Appel and first author Alexandria N. Hughes, a graduate student in the CU Graduate School's Neuroscience Program, used larval zebrafish, small and transparent vertebrates that share many aspects of nervous system development with humans. Because zebrafish larvae are transparent, cells of the nervous system can be watched during the course of development.

The team found that microglia, which are the brain's population of immune cells that defend against infection throughout life, also play an essential role in regulating myelination. Myelination is a connection process formed between electrically active neurons and a glial cell type called oligodendrocytes.

Oligodendrocytes wrap the long axons of neurons with segments of fatty myelin membrane to insulate them, which increases the speed brain signals are sent. The process of how the nervous system removes incorrect myelin segments or sheaths is unknown.
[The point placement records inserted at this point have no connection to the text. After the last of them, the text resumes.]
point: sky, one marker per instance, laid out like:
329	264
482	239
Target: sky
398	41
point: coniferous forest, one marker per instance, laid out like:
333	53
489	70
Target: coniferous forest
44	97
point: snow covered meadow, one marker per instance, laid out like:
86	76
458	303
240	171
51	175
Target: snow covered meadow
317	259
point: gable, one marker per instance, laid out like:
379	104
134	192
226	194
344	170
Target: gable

Insights Into Development of Disease

In their study, the CU researchers observed that microglia extend within myelinated tracts of the nervous system and examine individual myelin sheaths, removing some of them by phagocytosis, or cellular "eating." Furthermore, the amount of myelin that microglia ate depended on neuronal activity, suggesting that microglia may listen to neurons to determine whether to remove myelin.

Understanding myelin is important because myelin abnormalities are a hallmark of numerous neurological and neuropsychiatric diseases, including Alzheimer's disease, schizophrenia, and an autism spectrum disorder.

These newly reported data raise the possibility that microglial dysfunction, even early in development, could set the stage for later disease emergence and progression by altering myelination.

"Learning how microglia, oligodendrocytes, and neurons work together to build a functional nervous system could ultimately help our understanding of how these cells interact in diseases of development or aging and may influence strategies for myelin repair," Hughes said.